Typical events: company.updated, company.director.added, company.ubo.changed, company.accounts.filed.

9. Mistakes to avoid

  • Creating a client per request — loses keep-alive. Module-level instance.
  • Ignoring AbortError — without timeout, workers block.
  • Handling webhooks synchronously — sender times out. Queue, then 200 immediately.
  • Not verifying signature — anyone can spam your endpoint.
  • Hardcoded keys — always via env. See API security best practices.
  • How Company Belgium speeds up your Node.js development

    On pro plans, Company Belgium provides:

    • Official TypeScript SDK (@companybelgium/sdk) with full types and built-in retry/cache
    • OpenAPI consumable by openapi-typescript to generate up-to-date types
    • Webhooks with HMAC SHA-256 signature
    • Rate-limit headers: X-RateLimit-Remaining, X-RateLimit-Reset

    Further reading: see the BCE API comparison, the endpoints reference, the Python tutorial and the rate-limit / caching architecture.

    Bottom line

    The Node.js / TypeScript integration of the BCE/KBO API fits in 200 typed lines:

    • Native fetch + strict types
    • Exponential retry
    • LRU cache
    • Express or Next.js adapter
    • Signed webhooks

    Client reuse, timeout handling, verified HMAC signature — you have a production-grade integration.
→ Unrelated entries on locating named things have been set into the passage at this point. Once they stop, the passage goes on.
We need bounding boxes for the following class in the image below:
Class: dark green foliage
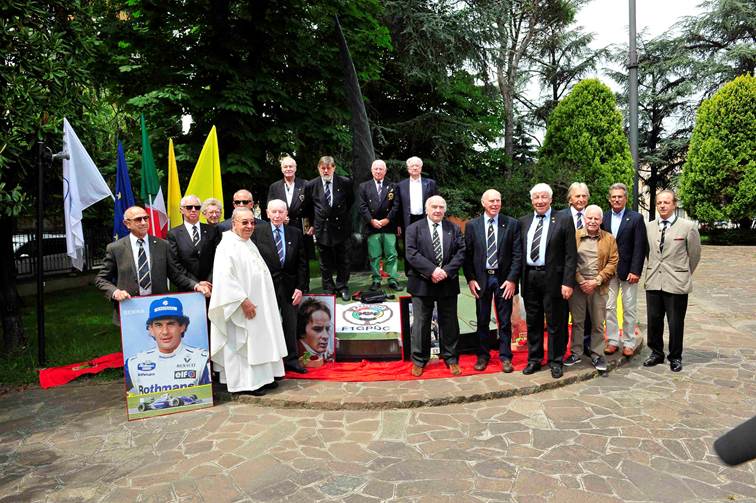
[680,76,756,228]
[537,79,633,205]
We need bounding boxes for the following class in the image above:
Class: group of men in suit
[97,156,700,378]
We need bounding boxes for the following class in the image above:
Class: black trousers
[411,295,459,367]
[318,240,349,292]
[475,275,512,361]
[523,270,568,366]
[646,290,688,361]
[274,284,299,364]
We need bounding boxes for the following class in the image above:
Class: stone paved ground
[0,247,756,503]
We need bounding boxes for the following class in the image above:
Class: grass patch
[0,287,123,386]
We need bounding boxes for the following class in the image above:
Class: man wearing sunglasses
[168,194,221,282]
[218,189,262,233]
[95,206,211,325]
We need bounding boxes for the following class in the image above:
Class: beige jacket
[645,217,701,294]
[575,227,619,295]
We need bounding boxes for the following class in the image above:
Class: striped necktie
[486,218,499,269]
[275,226,286,265]
[192,224,199,246]
[432,224,444,267]
[530,215,546,262]
[137,239,152,291]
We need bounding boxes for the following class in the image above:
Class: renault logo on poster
[336,302,401,333]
    Frequently asked questions

    How do I authenticate requests to the BCE/KBO API in Node.js?

    You send two HTTP headers: X-API-Key with your public key (pk_live_...) and X-API-Secret with your secret key (sk_live_...). These keys are available in your Company Belgium dashboard. Never expose them on the client side: store them in server-side environment variables.

    What is the best caching strategy for the BCE/KBO API in TypeScript?

    An in-memory LRU cache with a 5-minute TTL is sufficient for most use cases. BCE data rarely changes in real time. For a distributed architecture, you can use Redis as a shared cache across multiple Node.js instances. The key is to avoid calling the API on every user request.

    How do I handle 429 (rate limit) errors from the BCE/KBO API in Node.js?

    Implement exponential retry: wait 500 ms on the first retry, 1,000 ms on the second, 2,000 ms on the third. The API returns a Retry-After header when you exceed your quota; use that value first. Also check the rate limits and caching article to properly size your architecture.

    How do I receive BCE/KBO webhooks and verify their signature in Node.js?

    Company Belgium signs each webhook with HMAC SHA-256 and sends the signature in the X-Signature header. On the Node.js side, use the native crypto module with createHmac to recompute the signature from the raw request body and compare it to the received value. Always respond with 200 immediately, then process the event asynchronously.